The flood waters spread over a huge area. It is a low lying place where many river tributaries join together and flow eastwards into the Yobe river. It is usually marshy, but the heavy rains last year meant the water broke over the marshes, affecting dozens of villages between Gasma and Girgir, as much as 20kms apart.
It ravaged many communities, but the loss of life was minimal.
“A Fulani man, his wife and five children in Tabawa few miles away from Gashua, were trying to flee in a truck when it fell into a ditch. Only the man survived,” Hassan Dumbari said.
When asked about any measure they have taken to control future recurrence, he said there is nothing they can do.

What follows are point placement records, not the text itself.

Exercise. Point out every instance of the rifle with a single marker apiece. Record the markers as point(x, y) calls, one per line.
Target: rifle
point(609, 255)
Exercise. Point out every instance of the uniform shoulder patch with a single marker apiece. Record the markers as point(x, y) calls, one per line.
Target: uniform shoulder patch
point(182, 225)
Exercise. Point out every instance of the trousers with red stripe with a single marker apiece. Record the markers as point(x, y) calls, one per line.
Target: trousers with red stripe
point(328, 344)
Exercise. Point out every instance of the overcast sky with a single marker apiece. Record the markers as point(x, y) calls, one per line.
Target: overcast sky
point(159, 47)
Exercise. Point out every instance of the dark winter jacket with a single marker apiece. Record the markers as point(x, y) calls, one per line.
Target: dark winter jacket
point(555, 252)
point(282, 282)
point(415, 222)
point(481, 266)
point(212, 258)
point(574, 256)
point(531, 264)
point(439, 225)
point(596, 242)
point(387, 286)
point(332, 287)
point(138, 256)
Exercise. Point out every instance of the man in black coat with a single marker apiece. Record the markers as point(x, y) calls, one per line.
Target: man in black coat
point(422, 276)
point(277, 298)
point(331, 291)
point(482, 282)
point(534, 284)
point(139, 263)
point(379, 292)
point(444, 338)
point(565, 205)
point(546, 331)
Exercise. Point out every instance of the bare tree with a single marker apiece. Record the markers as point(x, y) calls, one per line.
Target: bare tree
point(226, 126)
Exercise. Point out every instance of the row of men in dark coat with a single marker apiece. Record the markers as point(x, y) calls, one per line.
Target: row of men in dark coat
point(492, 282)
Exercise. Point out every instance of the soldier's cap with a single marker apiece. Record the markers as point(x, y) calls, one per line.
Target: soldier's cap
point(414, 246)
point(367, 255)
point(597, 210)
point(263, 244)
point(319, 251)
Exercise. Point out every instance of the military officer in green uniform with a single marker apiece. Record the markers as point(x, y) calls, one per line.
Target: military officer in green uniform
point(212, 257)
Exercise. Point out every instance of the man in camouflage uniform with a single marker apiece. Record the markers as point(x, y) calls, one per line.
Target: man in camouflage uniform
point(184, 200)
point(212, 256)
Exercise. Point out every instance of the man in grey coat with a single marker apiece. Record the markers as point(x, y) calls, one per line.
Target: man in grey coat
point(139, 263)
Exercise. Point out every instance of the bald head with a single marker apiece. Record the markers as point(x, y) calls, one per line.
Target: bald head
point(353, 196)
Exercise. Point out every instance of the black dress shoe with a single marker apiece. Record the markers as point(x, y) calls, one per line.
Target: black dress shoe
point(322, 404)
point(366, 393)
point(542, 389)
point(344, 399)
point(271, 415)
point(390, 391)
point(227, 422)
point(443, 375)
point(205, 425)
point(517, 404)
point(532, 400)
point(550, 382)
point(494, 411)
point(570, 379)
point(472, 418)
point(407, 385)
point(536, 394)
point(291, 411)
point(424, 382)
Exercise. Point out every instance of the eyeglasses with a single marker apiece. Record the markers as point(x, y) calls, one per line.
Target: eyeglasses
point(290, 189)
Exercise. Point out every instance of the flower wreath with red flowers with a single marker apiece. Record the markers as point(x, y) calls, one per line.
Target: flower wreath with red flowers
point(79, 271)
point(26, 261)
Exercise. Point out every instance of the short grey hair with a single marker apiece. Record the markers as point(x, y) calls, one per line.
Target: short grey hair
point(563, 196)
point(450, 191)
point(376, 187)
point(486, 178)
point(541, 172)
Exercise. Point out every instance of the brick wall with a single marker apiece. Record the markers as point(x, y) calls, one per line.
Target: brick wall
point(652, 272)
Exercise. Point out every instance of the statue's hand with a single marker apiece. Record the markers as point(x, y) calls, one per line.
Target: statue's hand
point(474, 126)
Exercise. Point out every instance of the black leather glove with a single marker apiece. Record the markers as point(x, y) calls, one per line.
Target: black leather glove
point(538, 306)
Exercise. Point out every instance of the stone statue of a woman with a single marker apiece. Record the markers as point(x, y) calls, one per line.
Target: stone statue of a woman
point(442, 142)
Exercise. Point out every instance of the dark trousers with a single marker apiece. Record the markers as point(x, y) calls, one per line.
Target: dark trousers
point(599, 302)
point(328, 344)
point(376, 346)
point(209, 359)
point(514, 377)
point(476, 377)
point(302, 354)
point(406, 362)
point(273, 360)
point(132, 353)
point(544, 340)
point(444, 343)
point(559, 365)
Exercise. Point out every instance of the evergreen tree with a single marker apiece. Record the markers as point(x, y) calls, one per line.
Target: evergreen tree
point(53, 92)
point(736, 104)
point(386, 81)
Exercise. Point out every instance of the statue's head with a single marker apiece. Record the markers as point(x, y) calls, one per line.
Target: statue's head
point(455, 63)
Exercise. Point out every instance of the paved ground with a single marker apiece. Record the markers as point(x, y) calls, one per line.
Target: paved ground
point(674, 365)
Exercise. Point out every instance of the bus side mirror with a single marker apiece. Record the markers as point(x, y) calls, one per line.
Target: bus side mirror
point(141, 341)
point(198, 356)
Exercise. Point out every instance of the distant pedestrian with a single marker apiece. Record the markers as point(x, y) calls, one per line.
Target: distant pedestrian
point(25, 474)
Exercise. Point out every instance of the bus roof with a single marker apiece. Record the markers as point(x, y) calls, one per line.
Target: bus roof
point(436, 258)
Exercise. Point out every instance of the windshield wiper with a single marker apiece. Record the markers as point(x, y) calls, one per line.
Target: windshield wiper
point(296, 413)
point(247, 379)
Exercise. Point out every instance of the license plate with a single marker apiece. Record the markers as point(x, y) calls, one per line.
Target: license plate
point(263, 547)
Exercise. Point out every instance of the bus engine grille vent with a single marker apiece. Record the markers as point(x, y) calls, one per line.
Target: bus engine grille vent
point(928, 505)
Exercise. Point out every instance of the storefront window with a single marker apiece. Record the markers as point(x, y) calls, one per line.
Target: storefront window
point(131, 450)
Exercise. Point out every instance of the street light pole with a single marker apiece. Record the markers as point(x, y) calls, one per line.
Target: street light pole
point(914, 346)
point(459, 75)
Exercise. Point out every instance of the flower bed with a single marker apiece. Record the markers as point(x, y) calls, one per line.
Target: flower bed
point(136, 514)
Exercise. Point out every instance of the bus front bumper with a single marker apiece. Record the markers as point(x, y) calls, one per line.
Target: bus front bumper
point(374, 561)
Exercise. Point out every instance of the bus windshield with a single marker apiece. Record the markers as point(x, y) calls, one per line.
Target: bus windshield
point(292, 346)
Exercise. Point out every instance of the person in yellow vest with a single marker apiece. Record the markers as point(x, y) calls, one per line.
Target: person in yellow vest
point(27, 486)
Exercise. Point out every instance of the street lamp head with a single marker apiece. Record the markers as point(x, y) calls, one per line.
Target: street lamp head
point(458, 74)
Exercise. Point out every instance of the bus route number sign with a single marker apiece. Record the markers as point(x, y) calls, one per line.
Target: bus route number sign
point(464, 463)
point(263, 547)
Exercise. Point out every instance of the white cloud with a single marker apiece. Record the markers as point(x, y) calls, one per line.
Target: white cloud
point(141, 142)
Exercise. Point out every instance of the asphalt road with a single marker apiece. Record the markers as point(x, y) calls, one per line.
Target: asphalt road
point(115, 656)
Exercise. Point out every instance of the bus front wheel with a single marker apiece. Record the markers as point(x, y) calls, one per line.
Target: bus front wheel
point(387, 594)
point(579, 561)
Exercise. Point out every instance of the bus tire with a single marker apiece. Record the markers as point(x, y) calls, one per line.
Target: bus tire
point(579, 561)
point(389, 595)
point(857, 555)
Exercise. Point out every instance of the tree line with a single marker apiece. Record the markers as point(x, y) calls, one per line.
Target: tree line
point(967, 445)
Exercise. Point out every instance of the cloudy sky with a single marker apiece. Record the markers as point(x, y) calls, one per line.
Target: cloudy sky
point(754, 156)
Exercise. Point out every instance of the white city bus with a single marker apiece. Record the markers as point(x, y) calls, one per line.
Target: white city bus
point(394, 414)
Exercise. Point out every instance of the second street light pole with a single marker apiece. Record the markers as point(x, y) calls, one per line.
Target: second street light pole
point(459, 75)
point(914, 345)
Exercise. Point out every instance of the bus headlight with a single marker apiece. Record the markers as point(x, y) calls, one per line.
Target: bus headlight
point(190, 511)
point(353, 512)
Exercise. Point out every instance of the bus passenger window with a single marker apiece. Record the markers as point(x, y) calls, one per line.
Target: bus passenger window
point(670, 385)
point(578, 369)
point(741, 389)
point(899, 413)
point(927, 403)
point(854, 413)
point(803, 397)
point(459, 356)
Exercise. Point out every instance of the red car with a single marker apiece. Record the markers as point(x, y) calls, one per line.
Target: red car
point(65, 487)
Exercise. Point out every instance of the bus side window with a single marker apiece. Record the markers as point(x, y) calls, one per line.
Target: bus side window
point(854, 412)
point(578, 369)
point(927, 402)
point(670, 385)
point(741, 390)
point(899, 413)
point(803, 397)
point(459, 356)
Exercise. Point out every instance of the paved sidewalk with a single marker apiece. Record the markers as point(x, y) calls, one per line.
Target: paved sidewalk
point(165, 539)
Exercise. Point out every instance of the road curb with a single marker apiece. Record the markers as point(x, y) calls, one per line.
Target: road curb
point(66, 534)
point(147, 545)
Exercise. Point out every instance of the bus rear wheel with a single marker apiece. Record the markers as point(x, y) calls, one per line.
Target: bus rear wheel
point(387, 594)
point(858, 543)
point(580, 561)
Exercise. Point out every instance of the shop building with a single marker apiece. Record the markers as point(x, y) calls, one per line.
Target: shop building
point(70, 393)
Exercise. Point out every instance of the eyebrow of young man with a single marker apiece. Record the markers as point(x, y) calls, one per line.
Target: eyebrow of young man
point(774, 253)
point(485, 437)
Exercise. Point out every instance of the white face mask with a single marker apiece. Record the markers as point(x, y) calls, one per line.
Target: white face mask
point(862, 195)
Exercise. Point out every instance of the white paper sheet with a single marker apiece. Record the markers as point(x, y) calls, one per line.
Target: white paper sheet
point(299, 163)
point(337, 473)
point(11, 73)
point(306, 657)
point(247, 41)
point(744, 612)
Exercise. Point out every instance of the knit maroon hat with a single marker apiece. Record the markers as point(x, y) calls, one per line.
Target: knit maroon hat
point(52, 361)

“It resulted in food scarcity because food is now expensive,” Hassan complained bitterly.
Rabiu Abubakar, a trader in Gashua, also said, “now there’s food scarcity which came up as a result of the flood.
“If there’s food everywhere, even if it will cost a lot, it will not be unaffordable.”
Before a bag of an average grain ranges from 7,000 to 8,000. But now, because of the flood, the price ranges from 18,000 to 20,000.
“Now you will see villagers foraging for food just like residents of urban areas,” the trader added.
It affected them as traders, he said. “A farmer doesn’t cultivate spaghetti, oil and other items. So they must come to the market to get this, but the flood has made them live in a state of penury.”
“When the flood happened, if someone owes you money, they will directly tell you they have invested all they had in the farms, and now the flood has washed away everything.”
He said that has seriously affected his trade.
On the part of the government, the residents of the town said there has not been any form of humanitarian intervention to alleviate the situation they found themselves in.
Warnings have been issued that there will be more flooding this year.
The Nigerian Hydrological Services Agency (NIHSA) says about 178 local government areas in 32 states and the FCT are likely to experience flooding.
But despite this, victims of Gashua last year’s flood said they don’t have any contingency plans for if it happens again, they believe there is nothing they can do.
“To the best of my knowledge, there is no any contingency plan. This is nature, it is test from God. One can’t help it,” Hassan said.
Listing Yobe State as one the Highly Probable Risks Areas (HPA), the agency said it would be high in terms of effect on the populace, agriculture, livelihood, livestock, infrastructure, and the environment.
Experts agree that flooding in the area is caused by river bank overflows and torrential rainfall while others blame poor urban planning that make residents not properly utilise their drainages.